Last week, the Third Circuit Court of Appeals filed a short order deciding on its own that the Riccio v. Sentry Credit, Inc. case (No. 18-1463) is “controlled by a prior decision of the court which warrants reconsideration” and decided on its own to review the matter en banc—in other words, before all Third Circuit judges rather than just a panel of three judges.
The crux of the Riccio case is whether including a telephone number on an initial collection letter somehow misleads the consumer into thinking he can dispute the debt orally, while the Third Circuit requires all 1692g disputes to be in writing. The district court found in favor of Sentry Credit and dismissed the case, a decision that was promptly appealed by the consumer. The Third Circuit held oral arguments on Riccio and several other similar cases on September 12, 2019, and the order referenced above was the outcome.

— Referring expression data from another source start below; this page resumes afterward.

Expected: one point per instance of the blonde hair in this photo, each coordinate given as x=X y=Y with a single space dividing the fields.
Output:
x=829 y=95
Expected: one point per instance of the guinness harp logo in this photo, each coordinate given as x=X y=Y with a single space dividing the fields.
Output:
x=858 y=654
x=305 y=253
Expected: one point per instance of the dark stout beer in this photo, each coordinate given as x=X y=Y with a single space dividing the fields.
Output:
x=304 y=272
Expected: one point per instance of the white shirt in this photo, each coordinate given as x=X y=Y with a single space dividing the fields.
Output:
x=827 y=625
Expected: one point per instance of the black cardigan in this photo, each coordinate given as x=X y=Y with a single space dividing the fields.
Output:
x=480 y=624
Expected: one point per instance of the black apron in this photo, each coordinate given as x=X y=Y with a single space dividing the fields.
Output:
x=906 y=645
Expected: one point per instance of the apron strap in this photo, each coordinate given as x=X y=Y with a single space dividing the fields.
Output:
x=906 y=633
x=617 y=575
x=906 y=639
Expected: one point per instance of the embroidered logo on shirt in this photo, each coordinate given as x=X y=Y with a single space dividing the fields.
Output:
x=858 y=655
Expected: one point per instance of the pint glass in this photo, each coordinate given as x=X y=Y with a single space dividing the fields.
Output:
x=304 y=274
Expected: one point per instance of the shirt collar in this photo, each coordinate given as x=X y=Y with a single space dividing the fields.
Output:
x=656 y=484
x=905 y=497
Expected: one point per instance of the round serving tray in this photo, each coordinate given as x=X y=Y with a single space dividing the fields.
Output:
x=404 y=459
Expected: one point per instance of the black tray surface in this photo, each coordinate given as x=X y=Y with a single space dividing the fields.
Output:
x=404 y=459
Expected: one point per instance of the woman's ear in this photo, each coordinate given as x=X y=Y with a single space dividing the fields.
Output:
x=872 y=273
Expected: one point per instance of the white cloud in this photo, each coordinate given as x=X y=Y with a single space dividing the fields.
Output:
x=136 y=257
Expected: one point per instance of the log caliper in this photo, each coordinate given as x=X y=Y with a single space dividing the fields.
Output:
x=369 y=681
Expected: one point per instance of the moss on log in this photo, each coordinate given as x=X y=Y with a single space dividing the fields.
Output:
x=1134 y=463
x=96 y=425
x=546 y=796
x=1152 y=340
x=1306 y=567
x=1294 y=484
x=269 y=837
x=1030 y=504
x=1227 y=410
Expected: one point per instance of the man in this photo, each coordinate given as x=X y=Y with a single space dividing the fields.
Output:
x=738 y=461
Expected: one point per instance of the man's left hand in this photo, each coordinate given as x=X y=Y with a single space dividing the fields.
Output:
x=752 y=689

While the Third Circuit did not specify which “prior decision” it will reconsider, it is likely to be Graziano v. Harrison, F.2d 107 (3d Cir. 1991), where the court made its determination that 1692g disputes must be in writing. Graziano not only created a Circuit split on the issue but also spawned many similar decisions within the Third Circuit such as Caprio v. Healthcare Revenue Recovery Group, LLC, 709 F.3d 142 (3d Cir. 2013), which was heavily cited in the consumer’s appellate brief in Riccio.